Sanctions Upon Sanctions
On August 7, U.S. Secretary of State Antony Blinken called the cancellation of ACxL a “final blow against Nicaragua’s prospects for a free and fair election.” The day before, the U.S. Senate voted to send the Renacer Act to the House of Representatives. Among other provisions, the bill calls for a federal review of the Central America Free Trade Agreement (CAFTA) and sanctions coordination with Canada and the European Union.
The same day as the passage of Renacer, the State Department announced sanctions of 50 immediate family members of Nicaraguan politicians, judges, and prosecutors which the department deems to have directly contributed to thwarting free and fair elections.
On August 2, the European Union announced sanctions to freeze the assets and forbid citizens and companies from transferring funds to eight high-level Ortega officials, including Murillo and one of the first couple’s sons.
Even a long-time Ortega ally has now joined the international criticism of the regime. Former Brazilian President Lula da Silva urged Ortega “not to abandon democracy” in an interview with Mexican TV program Largo Aliento. He emphasized the importance of alternating leaders for a healthy democracy.
Fanning a Nicaraguan Exodus
The Ortega-Murillo regime has extirpated any viable opposition candidates, muffled independent press, and scared protesters away from the streets. More than 30 presidential candidates, activists, and opposition leaders have been detained in the past two months and the repression is fueling an exodus of Nicaraguan migrants heading for the U.S. The international community has reacted time and again with condemnation, sanctions, and threats of further sanction or economic isolation.
As international pressure mounts, Ortega issued a presidential decree August 5 ordering international governments and organizations to request permission from the Nicaraguan government before issuing international prizes to Nicaraguan citizens.
Nicaraguan writer and vocal critic of the Ortega administration, Gioconda Belli, compared the decree with the laws of Macondo, the fictitious setting of Gabriel Garcia Marquez’s novel One Hundred Years Years of Solitude. “The prizes that we win as Nicaraguans for our personal merits belong to us personally,” she tweeted. Nicaragua has become a country “that is not for anyone if it isn’t for them,” Belli writes in Confidencial.
Con ese absurdo Art 24 que salió hoy, el Estado Nic se atribuye facultades que no posee más que en el imaginario absolutista de la pareja en el poder.
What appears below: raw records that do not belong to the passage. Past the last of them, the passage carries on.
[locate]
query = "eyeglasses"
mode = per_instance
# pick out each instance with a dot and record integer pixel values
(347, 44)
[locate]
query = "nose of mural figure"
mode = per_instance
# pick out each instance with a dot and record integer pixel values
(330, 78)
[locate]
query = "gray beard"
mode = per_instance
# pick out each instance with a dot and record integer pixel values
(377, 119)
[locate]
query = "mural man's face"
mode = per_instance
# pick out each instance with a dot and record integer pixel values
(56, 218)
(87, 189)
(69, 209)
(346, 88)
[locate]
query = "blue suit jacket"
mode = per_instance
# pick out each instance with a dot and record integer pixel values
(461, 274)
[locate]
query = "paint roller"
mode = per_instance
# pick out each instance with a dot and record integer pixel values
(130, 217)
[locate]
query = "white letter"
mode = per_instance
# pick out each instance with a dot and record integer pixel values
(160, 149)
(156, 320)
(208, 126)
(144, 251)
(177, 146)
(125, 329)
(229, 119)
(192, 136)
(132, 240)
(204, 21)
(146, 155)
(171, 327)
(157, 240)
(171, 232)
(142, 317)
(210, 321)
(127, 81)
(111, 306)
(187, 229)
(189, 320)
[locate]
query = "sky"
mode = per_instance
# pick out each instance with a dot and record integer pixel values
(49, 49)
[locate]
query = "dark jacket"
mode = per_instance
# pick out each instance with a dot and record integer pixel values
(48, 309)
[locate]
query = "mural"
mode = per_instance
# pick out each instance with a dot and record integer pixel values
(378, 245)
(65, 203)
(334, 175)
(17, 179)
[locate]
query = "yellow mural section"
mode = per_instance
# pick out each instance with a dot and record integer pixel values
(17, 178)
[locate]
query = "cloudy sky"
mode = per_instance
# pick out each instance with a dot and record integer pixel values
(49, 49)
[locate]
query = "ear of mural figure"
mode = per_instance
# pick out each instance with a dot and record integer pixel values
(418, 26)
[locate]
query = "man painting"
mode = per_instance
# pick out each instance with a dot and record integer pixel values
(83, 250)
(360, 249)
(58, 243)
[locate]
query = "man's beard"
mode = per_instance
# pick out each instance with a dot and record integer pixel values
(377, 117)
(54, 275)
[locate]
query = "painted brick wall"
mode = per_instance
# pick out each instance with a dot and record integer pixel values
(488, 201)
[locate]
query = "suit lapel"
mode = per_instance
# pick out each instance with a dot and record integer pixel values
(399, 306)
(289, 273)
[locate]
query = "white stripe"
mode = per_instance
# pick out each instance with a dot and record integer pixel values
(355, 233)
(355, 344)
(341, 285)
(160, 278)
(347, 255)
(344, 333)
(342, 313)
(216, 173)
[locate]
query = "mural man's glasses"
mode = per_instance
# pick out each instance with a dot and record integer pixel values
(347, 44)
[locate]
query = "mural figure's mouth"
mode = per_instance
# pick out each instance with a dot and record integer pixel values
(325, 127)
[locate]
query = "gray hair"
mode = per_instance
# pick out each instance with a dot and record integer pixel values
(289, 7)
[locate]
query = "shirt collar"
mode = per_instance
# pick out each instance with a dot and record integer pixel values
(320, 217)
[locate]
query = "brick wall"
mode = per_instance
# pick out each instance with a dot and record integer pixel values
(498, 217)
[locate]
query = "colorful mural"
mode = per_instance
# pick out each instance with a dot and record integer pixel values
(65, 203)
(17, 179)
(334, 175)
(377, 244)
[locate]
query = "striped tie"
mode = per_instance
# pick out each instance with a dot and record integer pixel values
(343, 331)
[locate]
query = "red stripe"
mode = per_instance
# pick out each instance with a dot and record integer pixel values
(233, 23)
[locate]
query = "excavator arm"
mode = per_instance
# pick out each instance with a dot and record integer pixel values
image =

Los premios que ganamos los nicas por méritos individuales nos pertenecen a título personal. Nada de eso les toca aprobar. ?
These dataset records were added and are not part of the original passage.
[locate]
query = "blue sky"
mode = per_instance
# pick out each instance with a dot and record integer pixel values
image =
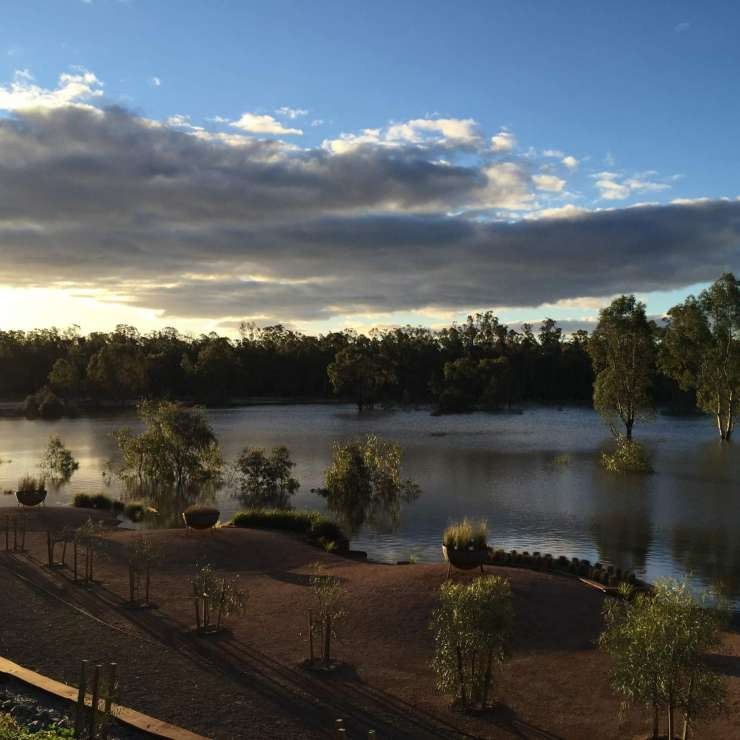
(603, 106)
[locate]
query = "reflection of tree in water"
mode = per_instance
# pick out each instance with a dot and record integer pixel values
(621, 526)
(168, 501)
(712, 555)
(364, 485)
(364, 507)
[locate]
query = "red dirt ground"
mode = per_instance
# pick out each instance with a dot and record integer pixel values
(248, 682)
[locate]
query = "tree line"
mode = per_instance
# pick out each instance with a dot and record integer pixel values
(627, 366)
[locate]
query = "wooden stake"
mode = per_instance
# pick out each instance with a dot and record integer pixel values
(80, 711)
(96, 697)
(310, 636)
(109, 697)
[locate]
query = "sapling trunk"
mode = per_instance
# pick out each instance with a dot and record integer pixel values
(461, 676)
(327, 641)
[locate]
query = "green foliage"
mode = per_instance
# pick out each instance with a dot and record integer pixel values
(472, 628)
(363, 483)
(28, 484)
(659, 644)
(58, 462)
(701, 350)
(622, 349)
(466, 535)
(97, 501)
(10, 729)
(629, 457)
(311, 523)
(266, 480)
(217, 597)
(177, 447)
(361, 372)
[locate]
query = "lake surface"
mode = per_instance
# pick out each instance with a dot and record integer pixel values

— Gioconda Belli (@GiocondaBelliP) August 6, 2021
“Maintaining the structures that have ensured impunity cannot be the basis for building the future of the country,” said Erika Guevara-Rosas, Americas director at Amnesty International. “To put an end to the crisis, human rights violations must be stopped, those identified as suspects must be investigated impartially and promptly, and the victims must obtain truth, justice and reparations.”
Despite their names on the ballot, the first couple’s legitimate rule has already ended, writes Chamorro, the exiled Nicaraguan journalist, in a column for El Faro.
“The real crossroads for Nicaragua are not the results of the elections on November 7, which will worsen the national political crisis,” he writes. “But rather how to initiate a democratic transition and call new elections in 2022, without Ortega and Murillo.”